Cheminer de deuil en deuil

AIDE. Ils sont des centaines dans la région à être dans le même bateau, à braver la tempête ou à être portés par le courant ou le tourbillon que représente la proche aidance.

Serge Baron y a plongé à temps plein il y a une dizaine d’années, lorsqu’il a rencontré celle qui est devenue son épouse. Elle était maman d’un enfant atteint de déficience intellectuelle lourde, qu’il a adopté.

«Il a maintenant 23 ans, bientôt 24. Il a l’âge mental d’un enfant de cinq ans. Il présente des troubles graves de comportement; il est impulsif et imprévisible. Il ne peut pas rester seul. On l’a placé dans un endroit spécialisé il y a deux ans, et on le reçoit chez nous une fin de semaine sur deux.»

Pas évident de couper le cordon: «C’est très dur de placer son enfant. Ma femme ne travaillait pas pour pouvoir s’occuper de son fils. Quand il a été placé, elle a déprimé. Elle a eu un deuil à faire, car en tant que parent, on se dit toujours que c’est de notre devoir de garder notre enfant avec nous. Mais on n’en était plus capable physiquement», poursuit le résident de Saint-Léonard-d’Aston.
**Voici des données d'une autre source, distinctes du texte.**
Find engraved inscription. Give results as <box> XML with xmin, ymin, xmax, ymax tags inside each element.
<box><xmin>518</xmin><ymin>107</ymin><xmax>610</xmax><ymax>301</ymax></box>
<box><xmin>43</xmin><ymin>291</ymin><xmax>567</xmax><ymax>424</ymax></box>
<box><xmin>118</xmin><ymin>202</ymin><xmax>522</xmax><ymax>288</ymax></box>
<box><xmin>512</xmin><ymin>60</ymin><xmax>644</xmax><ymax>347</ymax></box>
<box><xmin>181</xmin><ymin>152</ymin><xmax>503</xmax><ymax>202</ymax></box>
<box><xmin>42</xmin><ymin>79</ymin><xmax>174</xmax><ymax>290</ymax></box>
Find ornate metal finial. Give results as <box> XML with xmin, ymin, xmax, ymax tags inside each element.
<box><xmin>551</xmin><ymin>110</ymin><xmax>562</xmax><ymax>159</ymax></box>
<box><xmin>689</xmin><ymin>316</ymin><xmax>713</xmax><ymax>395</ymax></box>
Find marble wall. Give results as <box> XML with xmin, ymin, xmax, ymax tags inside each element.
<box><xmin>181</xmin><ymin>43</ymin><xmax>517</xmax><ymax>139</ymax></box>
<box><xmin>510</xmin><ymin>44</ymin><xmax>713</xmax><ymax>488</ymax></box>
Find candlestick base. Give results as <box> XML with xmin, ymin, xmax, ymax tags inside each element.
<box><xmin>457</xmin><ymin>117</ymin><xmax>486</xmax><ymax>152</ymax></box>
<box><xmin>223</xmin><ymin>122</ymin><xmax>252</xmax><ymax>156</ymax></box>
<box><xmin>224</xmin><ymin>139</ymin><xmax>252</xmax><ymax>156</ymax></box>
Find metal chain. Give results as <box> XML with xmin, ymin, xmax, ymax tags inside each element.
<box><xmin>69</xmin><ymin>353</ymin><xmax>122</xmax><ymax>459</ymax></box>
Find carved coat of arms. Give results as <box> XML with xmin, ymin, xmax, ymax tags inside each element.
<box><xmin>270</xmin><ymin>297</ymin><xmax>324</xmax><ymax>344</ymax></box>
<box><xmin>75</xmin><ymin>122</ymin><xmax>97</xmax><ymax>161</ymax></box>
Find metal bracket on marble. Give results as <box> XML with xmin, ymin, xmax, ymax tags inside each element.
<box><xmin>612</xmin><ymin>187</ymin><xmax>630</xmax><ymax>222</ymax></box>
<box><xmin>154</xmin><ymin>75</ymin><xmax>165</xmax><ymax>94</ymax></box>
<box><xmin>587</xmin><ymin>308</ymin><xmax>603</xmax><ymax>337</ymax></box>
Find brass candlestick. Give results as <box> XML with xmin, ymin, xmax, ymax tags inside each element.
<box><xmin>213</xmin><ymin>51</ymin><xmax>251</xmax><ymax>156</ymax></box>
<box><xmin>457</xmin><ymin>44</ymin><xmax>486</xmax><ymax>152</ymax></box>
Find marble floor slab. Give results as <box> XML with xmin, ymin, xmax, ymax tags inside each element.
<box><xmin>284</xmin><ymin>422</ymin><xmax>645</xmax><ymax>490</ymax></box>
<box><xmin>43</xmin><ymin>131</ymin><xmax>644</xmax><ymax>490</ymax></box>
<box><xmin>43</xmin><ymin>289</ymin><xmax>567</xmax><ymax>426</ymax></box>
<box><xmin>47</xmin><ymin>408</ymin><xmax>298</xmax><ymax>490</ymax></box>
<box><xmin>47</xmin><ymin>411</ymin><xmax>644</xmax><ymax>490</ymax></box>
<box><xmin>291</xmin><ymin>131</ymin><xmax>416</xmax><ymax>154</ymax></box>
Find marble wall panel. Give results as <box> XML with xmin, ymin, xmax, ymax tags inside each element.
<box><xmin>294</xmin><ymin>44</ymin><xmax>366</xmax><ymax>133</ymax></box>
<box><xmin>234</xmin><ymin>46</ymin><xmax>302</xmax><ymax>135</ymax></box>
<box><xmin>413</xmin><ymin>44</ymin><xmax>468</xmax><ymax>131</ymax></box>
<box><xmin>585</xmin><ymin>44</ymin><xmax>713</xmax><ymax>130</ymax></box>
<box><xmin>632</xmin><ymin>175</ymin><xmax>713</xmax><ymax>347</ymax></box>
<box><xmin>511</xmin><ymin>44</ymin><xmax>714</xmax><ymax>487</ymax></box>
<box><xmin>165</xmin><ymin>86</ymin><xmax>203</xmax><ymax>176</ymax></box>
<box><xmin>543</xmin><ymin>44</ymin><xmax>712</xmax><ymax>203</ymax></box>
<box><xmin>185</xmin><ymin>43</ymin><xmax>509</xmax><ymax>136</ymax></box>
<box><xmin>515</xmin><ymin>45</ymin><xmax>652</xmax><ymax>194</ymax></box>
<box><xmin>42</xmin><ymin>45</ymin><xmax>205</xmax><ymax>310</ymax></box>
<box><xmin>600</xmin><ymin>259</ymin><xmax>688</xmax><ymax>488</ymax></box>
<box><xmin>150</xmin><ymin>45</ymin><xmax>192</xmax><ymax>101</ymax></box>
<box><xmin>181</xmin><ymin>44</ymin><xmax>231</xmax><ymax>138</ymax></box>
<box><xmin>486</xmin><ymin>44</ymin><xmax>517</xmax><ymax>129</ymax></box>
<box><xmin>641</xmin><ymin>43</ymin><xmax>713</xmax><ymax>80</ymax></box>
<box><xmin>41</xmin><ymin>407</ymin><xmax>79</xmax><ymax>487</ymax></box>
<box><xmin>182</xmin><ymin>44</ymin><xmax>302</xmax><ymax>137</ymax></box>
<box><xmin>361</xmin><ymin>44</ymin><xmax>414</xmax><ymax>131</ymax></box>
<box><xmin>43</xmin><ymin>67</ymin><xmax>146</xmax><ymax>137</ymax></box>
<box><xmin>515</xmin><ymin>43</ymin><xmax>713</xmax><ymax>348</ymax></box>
Monique Pinard, de Nicolet, apprend quant à elle à vivre avec la maladie de son mari, atteint de Parkinson avec démence à corps de Lewy,  un des troubles cognitifs les plus difficiles à traiter. «Ça atteint la partie frontale du cerveau, dit-elle. Il reste assez conscient des grands moments, mais il a aussi beaucoup d’hallucinations.»

Son état de santé a obligé le couple à déménager en résidence intermédiaire, mais dans des ailes différentes. Depuis quelque temps, elle doit éviter d’aller le voir. «Il a plus d’hallucinations quand je vais le voir. Il n’y a pas grand-chose à comprendre de tout ça; c’est difficile.»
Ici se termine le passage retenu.